I think it was Javtokas... I was told he was really talented before the accident happened... Ronnie Fields - Jay Williams part II


----------



## ballstorm (Nov 30, 2003)

Sure it was javtokas .Before he accident , he was freakishly atheltic . 

Stats in the uleb cup (2004-2005 regular season)

8.2 pts 6.3 rbds 1.3 assists 1.3 blk in 26 mn .

He is a legit 6'11 player who provides a good defensive presence . Offensively , Nesterovic passes for an artist compared to him ...

Regarding Oberto , he is arguably the best inside player currently in Europe . Tall , great fundamentals , he is the kind of player who understands easily what his team needs and who is never reluctant to do the "dirty" job . He is the incarnation of the team player , always looking for the victory without being haunted by his stats. Pop would fall in love with him in the blinking of an eye .

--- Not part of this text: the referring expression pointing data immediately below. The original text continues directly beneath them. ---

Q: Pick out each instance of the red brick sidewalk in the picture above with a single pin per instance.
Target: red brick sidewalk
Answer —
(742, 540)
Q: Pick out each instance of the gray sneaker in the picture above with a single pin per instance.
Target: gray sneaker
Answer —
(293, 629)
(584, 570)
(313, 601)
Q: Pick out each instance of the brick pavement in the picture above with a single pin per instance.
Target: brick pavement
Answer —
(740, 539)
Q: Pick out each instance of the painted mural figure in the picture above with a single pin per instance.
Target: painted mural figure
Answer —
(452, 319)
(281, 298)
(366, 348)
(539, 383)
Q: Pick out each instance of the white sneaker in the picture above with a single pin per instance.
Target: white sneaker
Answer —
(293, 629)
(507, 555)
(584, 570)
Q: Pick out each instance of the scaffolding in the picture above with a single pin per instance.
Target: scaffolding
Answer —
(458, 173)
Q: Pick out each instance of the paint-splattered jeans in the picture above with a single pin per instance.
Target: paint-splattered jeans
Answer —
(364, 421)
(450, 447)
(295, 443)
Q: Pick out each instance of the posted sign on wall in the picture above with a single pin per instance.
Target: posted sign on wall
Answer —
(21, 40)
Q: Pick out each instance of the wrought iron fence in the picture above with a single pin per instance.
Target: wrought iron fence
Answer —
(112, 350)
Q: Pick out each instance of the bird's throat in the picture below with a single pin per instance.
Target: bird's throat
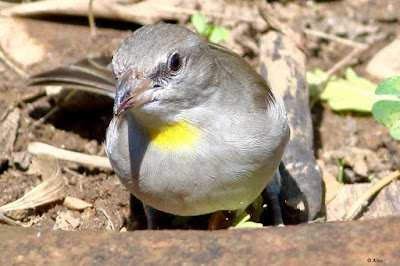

But Oberto is already tracked by several teams and especially Chicago . Scott Skiles allegedly particulary appreciates the big man ...

Foxsport



> Don't be surprised if the Bulls add Argentinean forward-center Fabricio Oberto to their lineup this summer. Oberto's contract with Pamesa Valencia in the European League expires in June. He was a teammate of Bulls forward Andres Nocioni on the gold medal-winning Argentine team at the Athens Olympics, and his agent is Chicago-based Herb Rudoy. Bulls GM John Paxson believes Oberto's game would fit with what Scott Skiles wants from his big men.


If the Spurs had the choice , I would hire oberto instead of Scola everytime. 
Concerning Scola , he is a good scorer around the rim but in no way a force defensively . He could be a valuable 3rd inside player , providing a spark off the bench .




> matiz
> and looks like that Spurs scouting even noticed him faster than any of the big european clubs has- which would be an unique case imo.


Well , not exactly in fact since Sanikidze had signed in Trevise 2 years ago before being loaned to Dijon. But Trevise used to sign every single young talented prospect in Europe , just in case ...


----------



## Kunlun (Jun 22, 2003)

Why do the Spurs like foreign players so much? They don't seem to pay as much attention to the college prospects as thye do for the foreign ones.


----------



## DaBobZ (Sep 22, 2003)

Eurofreak *Matiz* changed name to EuroExpert :greatjob:


----------